In tackling Asia’s mental-health crisis, perhaps the most important task is to make smart spending a priority. Eight years ago, South Korean government officials tried just that, shifting resources from full-fledged mental institutions to community mental-health centers. The majority of patients who visit the 40 nationwide centers suffer from severe mental illnesses such as schizophrenia and bipolar disorder. But with rehabilitation courses and occupational training, many can reintegrate into a society that once shunned them. “Helping patients realize that they can manage their illness without being institutionalized is my duty,” says Hong Joo Eun, who heads the Sungdong district community mental-health center in Seoul. Still, Hong notes that staff at such centers are paid half of what those in general hospitals earn, and the turnover rate among center workers is high.

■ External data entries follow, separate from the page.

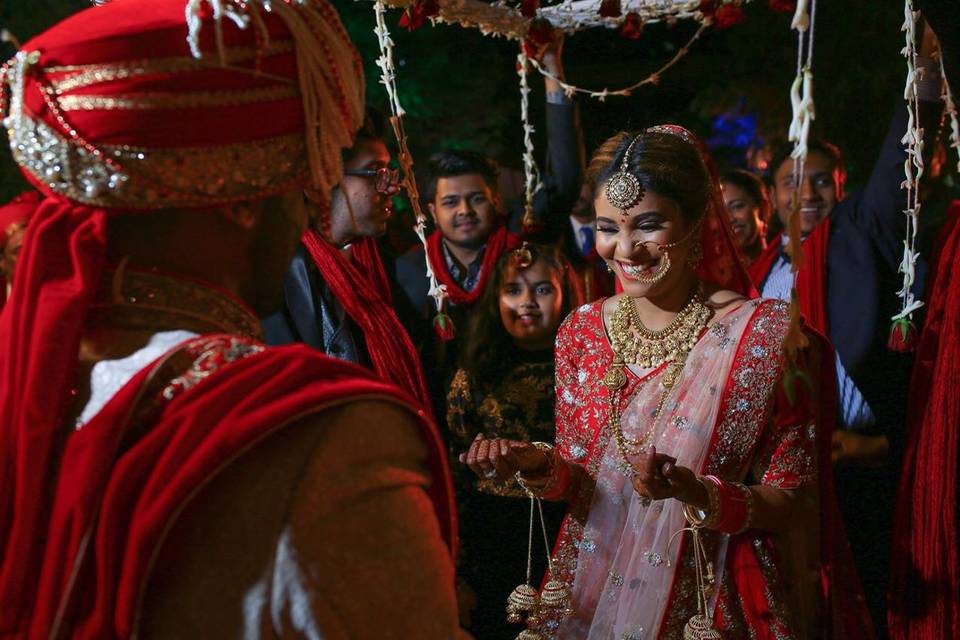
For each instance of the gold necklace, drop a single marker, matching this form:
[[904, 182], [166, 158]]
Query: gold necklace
[[634, 343]]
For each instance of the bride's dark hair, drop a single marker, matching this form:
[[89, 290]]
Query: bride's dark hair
[[664, 163]]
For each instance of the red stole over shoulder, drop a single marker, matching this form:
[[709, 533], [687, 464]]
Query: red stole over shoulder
[[127, 473], [364, 292], [925, 571], [499, 242], [811, 279]]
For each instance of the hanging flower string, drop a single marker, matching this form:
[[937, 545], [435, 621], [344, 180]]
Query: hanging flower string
[[570, 90], [801, 101], [388, 78], [530, 171], [903, 333], [950, 110]]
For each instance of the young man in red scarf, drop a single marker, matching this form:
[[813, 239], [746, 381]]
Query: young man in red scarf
[[162, 472], [13, 224], [473, 230], [852, 248], [925, 582], [338, 297]]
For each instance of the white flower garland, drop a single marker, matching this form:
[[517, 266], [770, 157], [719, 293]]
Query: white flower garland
[[602, 94], [530, 171], [950, 108], [388, 78], [912, 166]]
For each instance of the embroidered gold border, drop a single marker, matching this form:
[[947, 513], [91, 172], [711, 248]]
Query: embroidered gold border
[[164, 100], [90, 74], [159, 178]]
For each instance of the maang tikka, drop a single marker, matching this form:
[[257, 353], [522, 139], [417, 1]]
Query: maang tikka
[[624, 190]]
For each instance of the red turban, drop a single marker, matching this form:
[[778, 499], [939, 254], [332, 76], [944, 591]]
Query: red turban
[[144, 104]]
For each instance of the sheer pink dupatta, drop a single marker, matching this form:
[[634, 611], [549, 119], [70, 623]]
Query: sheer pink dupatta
[[642, 531]]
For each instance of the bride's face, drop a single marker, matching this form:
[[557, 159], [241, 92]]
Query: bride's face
[[630, 243]]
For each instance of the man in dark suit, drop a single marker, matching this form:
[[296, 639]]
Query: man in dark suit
[[855, 244], [474, 229]]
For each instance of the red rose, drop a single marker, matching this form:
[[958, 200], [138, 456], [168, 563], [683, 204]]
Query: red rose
[[540, 33], [415, 16], [903, 336], [610, 9], [443, 325], [728, 15], [529, 8], [632, 27]]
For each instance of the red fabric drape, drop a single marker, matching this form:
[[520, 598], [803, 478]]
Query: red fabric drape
[[391, 351], [127, 499], [16, 211], [499, 241], [39, 338], [925, 567], [811, 279]]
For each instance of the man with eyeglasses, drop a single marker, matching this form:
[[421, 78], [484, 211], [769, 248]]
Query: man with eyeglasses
[[337, 295]]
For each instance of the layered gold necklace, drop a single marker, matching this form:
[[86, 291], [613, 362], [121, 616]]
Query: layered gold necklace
[[634, 343]]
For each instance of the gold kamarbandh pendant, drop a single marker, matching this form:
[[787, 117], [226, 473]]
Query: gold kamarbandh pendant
[[623, 190], [700, 627]]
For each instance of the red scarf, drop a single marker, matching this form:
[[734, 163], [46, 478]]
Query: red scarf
[[364, 292], [925, 580], [498, 243], [811, 279], [128, 494]]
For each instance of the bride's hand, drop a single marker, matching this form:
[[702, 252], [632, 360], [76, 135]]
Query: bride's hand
[[657, 476], [501, 458]]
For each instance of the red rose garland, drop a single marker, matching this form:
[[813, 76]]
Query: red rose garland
[[416, 15], [632, 27]]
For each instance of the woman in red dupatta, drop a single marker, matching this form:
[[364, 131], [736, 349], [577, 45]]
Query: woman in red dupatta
[[720, 428]]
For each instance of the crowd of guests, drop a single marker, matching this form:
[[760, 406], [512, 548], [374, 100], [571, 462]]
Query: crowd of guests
[[509, 384]]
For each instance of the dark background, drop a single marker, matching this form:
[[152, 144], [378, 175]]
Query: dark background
[[460, 88]]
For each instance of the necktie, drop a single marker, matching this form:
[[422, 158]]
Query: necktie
[[586, 242]]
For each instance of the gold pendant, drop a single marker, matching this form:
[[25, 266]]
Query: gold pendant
[[672, 375], [615, 378], [700, 627]]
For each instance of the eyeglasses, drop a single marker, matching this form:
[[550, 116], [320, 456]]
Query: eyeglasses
[[384, 178]]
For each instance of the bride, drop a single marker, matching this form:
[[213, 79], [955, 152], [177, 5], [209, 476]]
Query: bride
[[677, 409]]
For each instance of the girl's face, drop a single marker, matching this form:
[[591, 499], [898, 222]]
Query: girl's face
[[744, 214], [531, 300], [629, 242]]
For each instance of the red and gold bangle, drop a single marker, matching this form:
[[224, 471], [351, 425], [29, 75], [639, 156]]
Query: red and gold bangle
[[736, 507], [544, 483]]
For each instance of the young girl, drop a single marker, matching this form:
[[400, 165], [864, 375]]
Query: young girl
[[505, 389]]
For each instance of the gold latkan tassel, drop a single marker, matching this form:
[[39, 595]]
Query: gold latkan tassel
[[524, 598], [700, 626]]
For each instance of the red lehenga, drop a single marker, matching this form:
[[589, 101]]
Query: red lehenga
[[728, 416]]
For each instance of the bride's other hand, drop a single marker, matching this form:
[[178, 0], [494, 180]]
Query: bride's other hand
[[657, 476], [499, 458]]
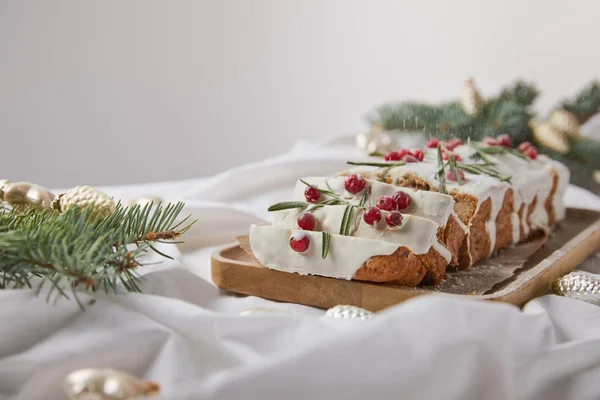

The weight of battling on the front line of Asia’s mental-health epidemic seems to hang heavy on psychiatrist Tajima. Sitting in his claustrophobic, fluorescent-lit consulting room in Tokyo, he rubs his eyes and cups his head in his hands. He has a bad headache that simply will not go away. Then, Tajima looks up and smiles a peculiarly Japanese smilehalf apology, half wistfulness, without a hint of humor in it. “You know, I fit the profile of a high-risk suicide candidate in Japan,” he says, massaging his temples. “I am a middle-aged man who is overworked and can’t see that situation changing anytime soon.” And with that thought, Tajima bows his head ever so politely and walks slowly out of the room.